NICMx / Jool

SIIT and NAT64 for Linux
GNU General Public License v2.0
320 stars 66 forks source link

--pool4 --address could accept prefixes in CIDR notation #117

Closed toreanderson closed 9 years ago

toreanderson commented 9 years ago

When assigning an IPv4 pool, the command line utility won't let me specify the pool in CIDR notation:

$ jool --pool4 --add --address 185.47.42.0/24
Cannot parse '185.47.42.0/24' as a IPv4 address.

(BTW: There's a spelling mistake there, it should be «an IPv4 address».)

I can of course get around this by adding the addresses one by one in a shell loop, e.g.:

$ for n in {0..255}; do sudo jool --pool4 --add --address 185.47.42.$n; done
The address was added successfully.
[repeated 254 times]

However, this does feel a bit clunky, and it does take quite a bit of time (the above command took 15 seconds to run).
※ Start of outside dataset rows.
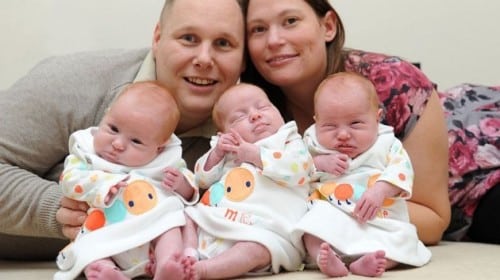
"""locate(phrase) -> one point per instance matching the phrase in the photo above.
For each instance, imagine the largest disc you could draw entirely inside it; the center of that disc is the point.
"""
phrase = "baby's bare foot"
(171, 268)
(105, 270)
(372, 264)
(329, 263)
(189, 269)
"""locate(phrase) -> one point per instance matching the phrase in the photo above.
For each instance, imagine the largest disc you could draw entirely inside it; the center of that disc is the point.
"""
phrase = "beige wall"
(455, 40)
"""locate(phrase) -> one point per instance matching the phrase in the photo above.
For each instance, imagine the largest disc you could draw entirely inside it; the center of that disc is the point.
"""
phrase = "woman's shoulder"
(375, 65)
(401, 86)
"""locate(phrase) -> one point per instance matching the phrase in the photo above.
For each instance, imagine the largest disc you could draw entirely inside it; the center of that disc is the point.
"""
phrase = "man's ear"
(156, 37)
(329, 23)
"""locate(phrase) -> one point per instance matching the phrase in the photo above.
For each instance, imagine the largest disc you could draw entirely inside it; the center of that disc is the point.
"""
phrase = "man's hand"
(71, 215)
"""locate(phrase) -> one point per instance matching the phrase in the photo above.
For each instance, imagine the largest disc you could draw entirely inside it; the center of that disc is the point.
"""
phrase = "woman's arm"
(427, 146)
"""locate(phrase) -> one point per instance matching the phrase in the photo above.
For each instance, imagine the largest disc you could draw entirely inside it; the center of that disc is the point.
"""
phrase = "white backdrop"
(455, 40)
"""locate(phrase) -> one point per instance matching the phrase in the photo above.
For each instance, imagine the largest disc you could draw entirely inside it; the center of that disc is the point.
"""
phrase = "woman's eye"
(257, 29)
(223, 43)
(290, 21)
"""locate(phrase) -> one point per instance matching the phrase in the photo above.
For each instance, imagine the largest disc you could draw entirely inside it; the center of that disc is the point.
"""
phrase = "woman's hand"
(71, 215)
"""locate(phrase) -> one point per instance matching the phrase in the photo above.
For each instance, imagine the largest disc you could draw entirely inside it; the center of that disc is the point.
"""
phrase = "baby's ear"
(161, 148)
(379, 114)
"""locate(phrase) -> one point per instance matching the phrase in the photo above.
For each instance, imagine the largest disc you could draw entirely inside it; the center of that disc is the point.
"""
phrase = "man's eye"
(257, 29)
(189, 38)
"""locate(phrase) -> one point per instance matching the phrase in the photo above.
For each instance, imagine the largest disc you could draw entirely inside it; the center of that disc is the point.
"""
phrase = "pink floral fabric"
(473, 117)
(402, 88)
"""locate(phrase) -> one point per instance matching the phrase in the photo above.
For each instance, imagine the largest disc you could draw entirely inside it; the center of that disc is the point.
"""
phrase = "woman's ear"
(379, 114)
(329, 23)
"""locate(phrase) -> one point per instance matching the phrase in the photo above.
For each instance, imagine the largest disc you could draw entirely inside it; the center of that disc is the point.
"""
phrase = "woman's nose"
(274, 37)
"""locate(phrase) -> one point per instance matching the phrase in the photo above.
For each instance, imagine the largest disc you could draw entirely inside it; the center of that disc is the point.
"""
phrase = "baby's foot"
(192, 253)
(105, 270)
(170, 269)
(329, 263)
(189, 269)
(371, 265)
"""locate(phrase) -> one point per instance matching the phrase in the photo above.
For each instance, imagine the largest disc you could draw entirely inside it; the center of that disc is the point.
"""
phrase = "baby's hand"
(173, 179)
(372, 199)
(113, 191)
(335, 163)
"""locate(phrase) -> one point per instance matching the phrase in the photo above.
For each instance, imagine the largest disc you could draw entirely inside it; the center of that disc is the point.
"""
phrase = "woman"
(295, 44)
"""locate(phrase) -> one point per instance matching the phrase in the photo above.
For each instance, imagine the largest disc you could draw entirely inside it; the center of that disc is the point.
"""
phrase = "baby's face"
(128, 136)
(248, 111)
(346, 123)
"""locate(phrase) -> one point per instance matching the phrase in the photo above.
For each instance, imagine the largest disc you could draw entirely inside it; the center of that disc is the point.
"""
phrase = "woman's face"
(286, 40)
(198, 47)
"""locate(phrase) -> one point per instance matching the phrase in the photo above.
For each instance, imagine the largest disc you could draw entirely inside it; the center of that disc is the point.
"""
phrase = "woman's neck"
(185, 124)
(300, 106)
(300, 102)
It gets worse if you need a big pool4 to avoid port exhaustion, e.g., adding a /16 in this way would take over an hour. Is there any particular reason why --pool4 --address won't accept CIDR notation?

Tore

ydahhrk commented 9 years ago

Because we forgot early in development. Indeed, we need this improvement.

Also, the reason why it takes so long is because of the lousy "pool of numbers" implementation. This and issue #36 go hand-by-hand.
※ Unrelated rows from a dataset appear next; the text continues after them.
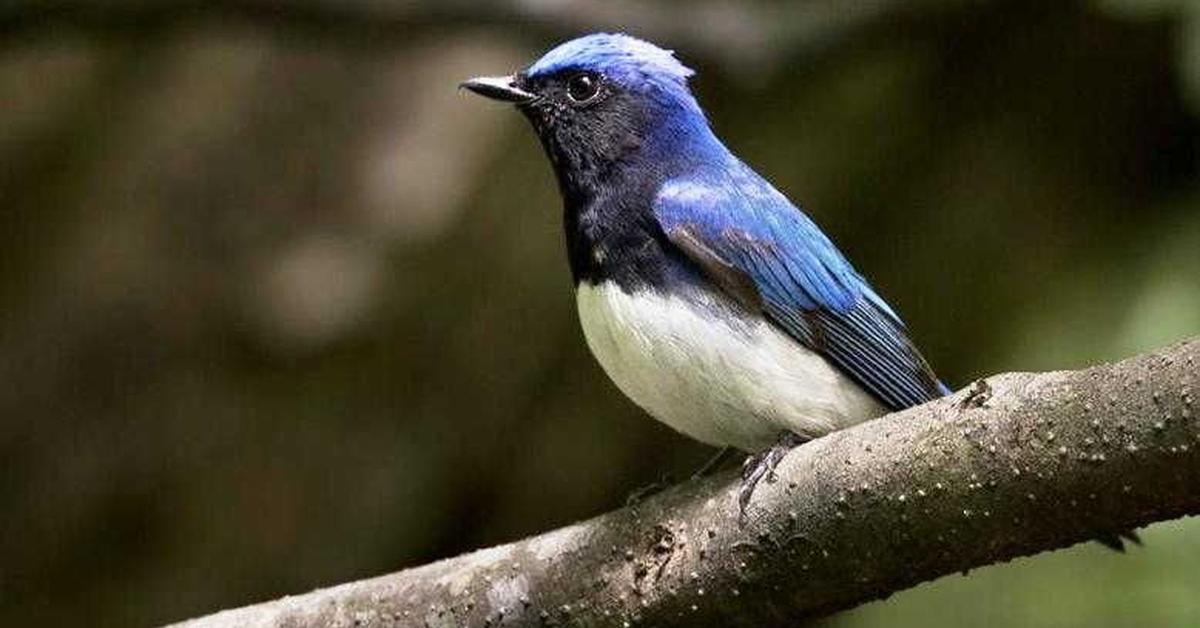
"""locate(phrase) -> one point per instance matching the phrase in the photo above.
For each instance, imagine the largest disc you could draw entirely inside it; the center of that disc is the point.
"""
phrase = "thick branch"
(1039, 462)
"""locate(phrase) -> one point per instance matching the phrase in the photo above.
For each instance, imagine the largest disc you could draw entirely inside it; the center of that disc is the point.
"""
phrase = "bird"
(712, 301)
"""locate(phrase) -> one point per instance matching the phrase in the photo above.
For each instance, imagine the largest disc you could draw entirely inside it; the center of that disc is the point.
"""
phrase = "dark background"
(281, 307)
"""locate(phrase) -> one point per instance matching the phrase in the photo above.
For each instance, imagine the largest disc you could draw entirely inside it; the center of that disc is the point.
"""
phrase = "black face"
(588, 125)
magg commented 9 years ago

I'd like to work on this issue

Here's my idea:

I see there are more issues related to this one. Is the poolnum module going to be rewritten?

ydahhrk commented 9 years ago
  • Validate the CIDR format in the user space application
  • Send the IP address and the maskbits to the kernel module
  • Add another method in pool4.c to get the list of IP addresses within the subnet and add them in a loop

Sounds good, thanks.

We would address the poolnum rewrite if we finish the other issues early. However, this is very unlikely, so it'll probably end up in milestone 3.4.0.
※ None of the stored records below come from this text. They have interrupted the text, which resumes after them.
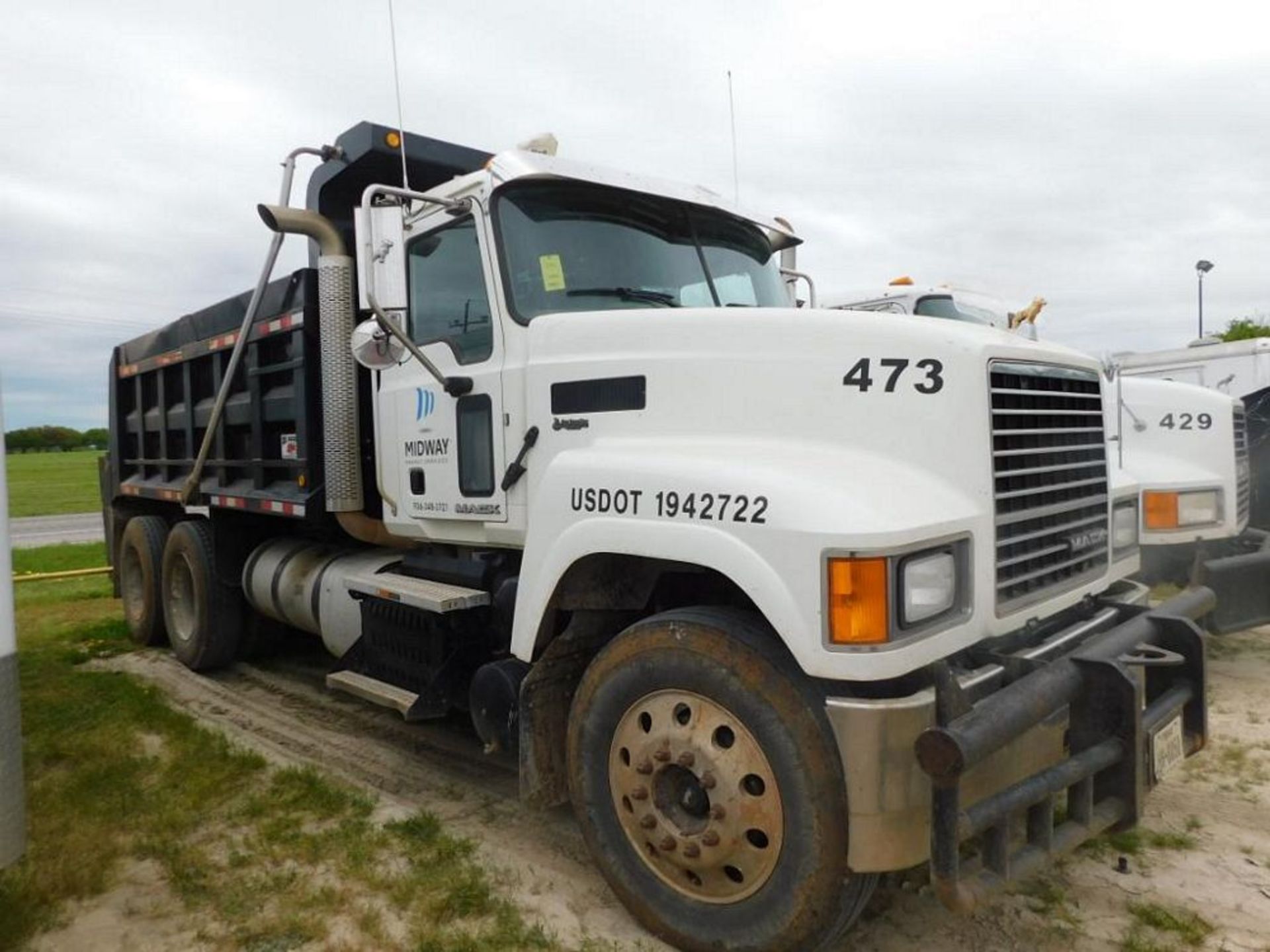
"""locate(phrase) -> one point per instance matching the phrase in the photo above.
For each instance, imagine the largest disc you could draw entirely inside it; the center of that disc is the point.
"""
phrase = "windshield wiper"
(656, 298)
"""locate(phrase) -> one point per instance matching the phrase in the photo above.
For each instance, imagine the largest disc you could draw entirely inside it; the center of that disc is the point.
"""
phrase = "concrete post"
(13, 809)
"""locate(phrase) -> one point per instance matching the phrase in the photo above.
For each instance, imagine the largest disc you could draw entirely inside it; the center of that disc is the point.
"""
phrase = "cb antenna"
(397, 83)
(732, 112)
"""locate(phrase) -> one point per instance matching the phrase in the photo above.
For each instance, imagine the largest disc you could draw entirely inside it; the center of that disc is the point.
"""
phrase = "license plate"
(1167, 748)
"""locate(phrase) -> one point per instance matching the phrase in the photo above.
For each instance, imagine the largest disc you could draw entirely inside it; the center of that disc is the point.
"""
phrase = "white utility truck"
(1187, 447)
(779, 598)
(1240, 368)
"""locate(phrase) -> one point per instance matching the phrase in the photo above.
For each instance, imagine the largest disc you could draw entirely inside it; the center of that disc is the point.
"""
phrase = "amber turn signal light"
(857, 601)
(1160, 510)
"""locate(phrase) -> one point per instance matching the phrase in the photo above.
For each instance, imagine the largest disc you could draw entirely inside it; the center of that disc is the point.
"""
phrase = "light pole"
(1202, 268)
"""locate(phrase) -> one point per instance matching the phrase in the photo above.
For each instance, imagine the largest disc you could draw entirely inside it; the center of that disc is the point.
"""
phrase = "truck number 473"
(894, 368)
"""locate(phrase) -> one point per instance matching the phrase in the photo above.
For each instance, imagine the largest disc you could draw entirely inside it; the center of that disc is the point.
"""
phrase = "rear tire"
(202, 615)
(709, 787)
(140, 578)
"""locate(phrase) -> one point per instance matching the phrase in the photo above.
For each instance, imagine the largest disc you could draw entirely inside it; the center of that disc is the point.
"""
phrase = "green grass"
(59, 557)
(1156, 928)
(52, 484)
(1140, 840)
(265, 858)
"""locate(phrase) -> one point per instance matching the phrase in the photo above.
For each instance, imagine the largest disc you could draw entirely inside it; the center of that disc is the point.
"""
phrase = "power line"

magg commented 9 years ago

Hi Alberto,

Is there a way to specifically handle IP's already inserted in the pool4? I see that the -EINVAL return code is in several points inside the method, maybe something else should replace that return code?

log_err("Address %pI4 already belongs to the pool.", addr); return -EINVAL;

While doing some testing to fix this issue, my loop can't continue if it encounters an IP that's already in the pool4:

root@ubuntu:/home/magg/NAT64/mod# jool -4 -d
192.0.2.2
  (Fetched 1 addresses.)
root@ubuntu:/home/magg/NAT64/mod# time jool -4 -a --address 192.0.2.2/24
Invalid input data or parameter (System error -7)

real    0m0.171s
user    0m0.000s
sys 0m0.006s
root@ubuntu:/home/magg/NAT64/mod# dmesg | tail
[24339.192513] Adding an address to the IPv4 pool.
[24339.193322] maxhosts: 256
[24339.193921] IP: 192.0.2.2
[24339.194747] Maskbits: 24
[24339.195678] Network: 192.0.2.0
[24339.196162] Broadcast: 192.0.2.255
[24339.196841] usable IP: 192.0.2.0
[24339.274031] usable IP: 192.0.2.1
[24339.343379] usable IP: 192.0.2.2
[24339.343729] Jool ERROR (pool4_register): Address 192.0.2.2 already belongs to the pool.
ydahhrk commented 9 years ago

That's weird. We should be using EEXIST there.

in pool4_register():

log_err("Address %pI4 already belongs to the pool.", addr);
return -EEXIST;

in pool4_cidr_range() something like:

error = pool4_register(temp);
if (error == -EEXIST)
    continue; /* whatever */
else if (error)
    return error;

Is that what you're looking for?

magg commented 9 years ago

yep thanks!

magg commented 9 years ago

I'm afraid that after some testing, adding a block of /24 still takes around 16 seconds and sometimes the kernel will run out of memory, adding a block of /16 will certainly crash the kernel

here's the stack trace: https://gist.github.com/magg/78c56d04b1f58aae9b43

Note: I'm using a vmware instance with 1GB of ram to do the testing

ydahhrk commented 9 years ago

It's to be expected. While the redundant netlink messages used to contribute to the lag, the main problem is poolnum.

The memory problem is caused by the massive and continuous arrays allocated by poolnum and the lag is caused by the shuffling immediately after. Both problems are #36's fault, but inserting addresses in CIDR notation makes it more horribly noticeable.

Edit: I just confirmed. It's not a kernel crash; it's a warning. The system is unable to allocate more memory, but it keeps functioning normally. If I remove Jool, Ubuntu's system monitor reports the memory goes back to normal.

magg commented 9 years ago

nice!

ydahhrk commented 9 years ago

Sorry it took so long. (Also, the glitch I told you by mail was nonsense on my part.) It's still going to take a couple of days before the release can be seen in jool.mx, and we will close all the milestone issues then.